Reconstruction and Regression Loss for TS Transfer Learning

Contents

  1. Abstract
  2. Transfer Learning in TS
    1. Model Loss & Architecture


0. Abstract

Define a new architecture & new loss function for TS Transfer Learning


1. Transfer Learning in TS

Notation

  • domain \(D\) consists of..
    • marginal pdf \(P(X)\) over the feature space \(X=\left\{x_1, \ldots, x_n\right\}\)
  • task \(T\) : given \(\mathcal{D}=\{\mathcal{X}, P(\mathcal{X})\}\) , model \(P(Y \mid X)\)
  • source / traget domain
    • source domain : \(\mathcal{D}_S\)
    • source task : \(\mathcal{T}_S\)
    • target domain : \(\mathcal{D}_T\)
    • target task : \(\mathcal{T}_T\)

\(\rightarrow\) TL aims to learn the target conditional pdf \(P\left(Y_T \mid X_T\right)\) in \(\mathcal{D}_T\) , from the information learned from \(\mathcal{D}_S\) and \(\mathcal{T}_T\).
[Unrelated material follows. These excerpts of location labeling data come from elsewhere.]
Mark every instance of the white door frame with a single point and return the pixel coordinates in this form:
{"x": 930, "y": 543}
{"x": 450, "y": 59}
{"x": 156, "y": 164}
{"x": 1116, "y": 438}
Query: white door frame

Traditional TS decomposition :

  • TS = Trend + Seasonality + Residual

\(\rightarrow\) instead of defining explicit model components, LSTM model only consists of 5 different non-linear components


figure2


decompose model into 2 types of layers

  • (1) feature layers
  • (2) predictive layers


After model training….

  • a set of feature layers is typically frozen
  • predictive layers are re-trained


(1) Model Loss & Architecture

Loss functions

  • (1) Regression loss : simple MSE loss
  • (2) Reconstruction loss : \(\mathbb{E}_{q_\phi(z \mid x)}\left[\log p_\theta(x \mid z)\right]\)


figure2

  • (L1) FC layer ( extract TS features )
  • (L2) Bottleneck layer ( reconstruction loss is computed )
  • (L3) set of LSTM layers
    • input : output of FC layer & originla input
    • perform prediction & compte forecasting loss

\(\rightarrow\) optimize both losses jointly